In this context, “revolution” could imply dramatic change for the better. Enlightenment thinkers largely supported the American Revolution, and many were even more favorable toward the French Revolution until the Reign of Terror set in. In Revolution, then, turning the lights back (i.e., restoring electrical power) could mean the restoration of all the valuable advances that had been lost during the Blackout — this time, perhaps, for the better.
In the first season’s penultimate episode, “Children of Men,” these competing historiographies come to a head. Rachel Matheson and Charlie Matheson finally arrive at the Tower, along with their friend Aaron Pittman (Zak Orth), a former billionaire computer programmer who feels helpless in a world where all his skills have been nullified. However, they find the Tower guarded by some of its original workers from fifteen years prior, who confiscate a notebook filled with technical specifications. As their leader, Dan, is burning the book, this exchange ensues:
Rachel: No, we have to turn the lights on.
Dan: So giving weapons to everyone and then letting them all kill each other. That’s your plan?
Rachel: At least people can defend themselves; at least it will be a fair fight.
Dan: Don’t you already have enough blood on your hands?
Aaron: It’s more than that. It’s medicine and clean water and reason. It means I don’t have to be afraid of someone coming for me or my wife. We can help people. We can make things better.
Dan and his group represent the cyclical view, maintaining that if electricity is restored, then men like Monroe will be joined by everyone else in returning to wholesale slaughter — indeed, while our heroes refer to the electricity as “light,” the villains more frequently refer to it as “power.” Yet here, Rachel, and especially Aaron, speak on behalf of the progressive view (e.g., turning the lights back on, restoring reason, making things better).
The Christian view of history as Bebbington presents it is marked by three characteristics: “that God intervenes in it; that he guides it in a straight line; and that he will bring it to the conclusion he has planned.” Of course, history can appear cyclical at times, as it might when one is reading from Judges to 2nd Chronicles. Nonetheless, as Bebbington observes, these apparent cycles are all subsumed in a greater directed providence. The progressive view of history was in some ways born out of Christianity, and shared its more linear approach and, to a degree, its teleological interest in a better future. Yet the outcome of the progressive future is far less certain than that of Christian eschatology and can appear unrealistic, given how much savagery and bloodshed humanity still demonstrates despite our advances.
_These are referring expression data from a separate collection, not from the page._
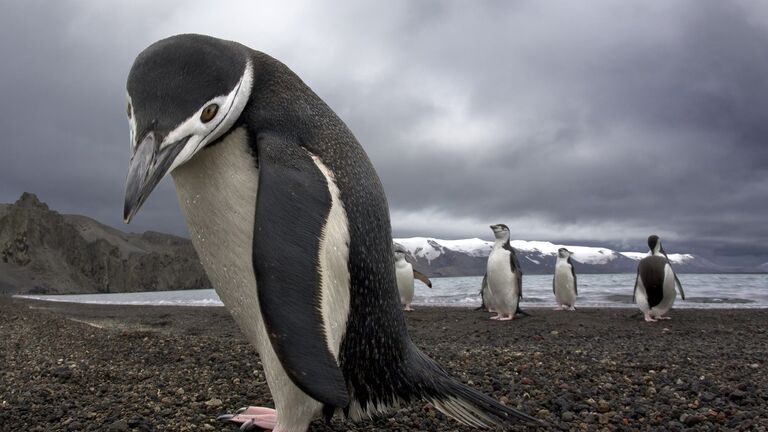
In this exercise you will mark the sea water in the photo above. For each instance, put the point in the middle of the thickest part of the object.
(595, 290)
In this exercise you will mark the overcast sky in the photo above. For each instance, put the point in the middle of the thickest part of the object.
(593, 123)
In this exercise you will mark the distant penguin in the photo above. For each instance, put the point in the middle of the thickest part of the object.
(505, 277)
(291, 224)
(564, 282)
(405, 274)
(655, 283)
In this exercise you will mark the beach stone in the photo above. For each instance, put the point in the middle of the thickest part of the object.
(737, 395)
(603, 406)
(118, 426)
(692, 420)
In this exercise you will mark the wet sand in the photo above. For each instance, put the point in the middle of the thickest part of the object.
(72, 367)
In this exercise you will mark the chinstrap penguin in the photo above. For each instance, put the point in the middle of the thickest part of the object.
(655, 283)
(292, 226)
(405, 274)
(504, 277)
(564, 284)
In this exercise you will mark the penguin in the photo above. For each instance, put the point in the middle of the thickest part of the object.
(291, 224)
(405, 274)
(504, 277)
(564, 284)
(655, 283)
(485, 296)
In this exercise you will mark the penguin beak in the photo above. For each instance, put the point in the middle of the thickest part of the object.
(148, 166)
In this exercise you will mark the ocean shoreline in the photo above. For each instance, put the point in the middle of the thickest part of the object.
(69, 366)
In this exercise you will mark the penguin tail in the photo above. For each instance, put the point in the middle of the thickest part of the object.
(521, 312)
(463, 403)
(472, 408)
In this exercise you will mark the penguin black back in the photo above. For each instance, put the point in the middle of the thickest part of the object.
(652, 271)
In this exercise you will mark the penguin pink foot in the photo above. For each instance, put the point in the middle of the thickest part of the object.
(252, 418)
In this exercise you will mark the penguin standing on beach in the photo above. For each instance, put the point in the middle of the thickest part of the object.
(504, 277)
(655, 283)
(292, 227)
(564, 282)
(405, 274)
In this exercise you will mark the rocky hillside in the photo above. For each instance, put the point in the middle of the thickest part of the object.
(42, 251)
(468, 257)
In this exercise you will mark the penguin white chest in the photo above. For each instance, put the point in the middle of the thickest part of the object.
(217, 192)
(564, 284)
(502, 281)
(404, 274)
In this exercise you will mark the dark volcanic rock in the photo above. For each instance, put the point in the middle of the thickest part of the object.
(42, 251)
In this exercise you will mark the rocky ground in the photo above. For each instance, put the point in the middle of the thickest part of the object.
(116, 368)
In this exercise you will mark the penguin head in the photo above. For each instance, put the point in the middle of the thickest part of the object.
(399, 250)
(654, 243)
(184, 93)
(500, 231)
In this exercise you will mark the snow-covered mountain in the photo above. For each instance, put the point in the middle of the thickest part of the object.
(467, 257)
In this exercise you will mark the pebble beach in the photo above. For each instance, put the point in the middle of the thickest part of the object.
(79, 367)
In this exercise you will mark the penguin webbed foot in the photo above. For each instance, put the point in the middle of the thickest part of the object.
(251, 419)
(649, 318)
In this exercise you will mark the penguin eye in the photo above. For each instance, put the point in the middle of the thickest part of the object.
(209, 113)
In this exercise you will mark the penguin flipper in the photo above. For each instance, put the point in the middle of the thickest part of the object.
(422, 277)
(515, 264)
(573, 273)
(679, 287)
(634, 291)
(483, 285)
(292, 205)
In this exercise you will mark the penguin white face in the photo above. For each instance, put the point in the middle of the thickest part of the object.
(184, 93)
(654, 243)
(500, 231)
(399, 250)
We can never be entirely free of the particular historical moment we inhabit. Yet at least one facet of wisdom involves being able to take steps to keep ourselves from becoming so caught up in current events that we cannot rightly estimate our place in the larger outline of history. To do so, we must first understand what we mean by history, and shows like Revolution, even if they may not finally embrace a truly Christian vision, can help us toward seeing ourselves for what we are: characters in one scene of a much grander story.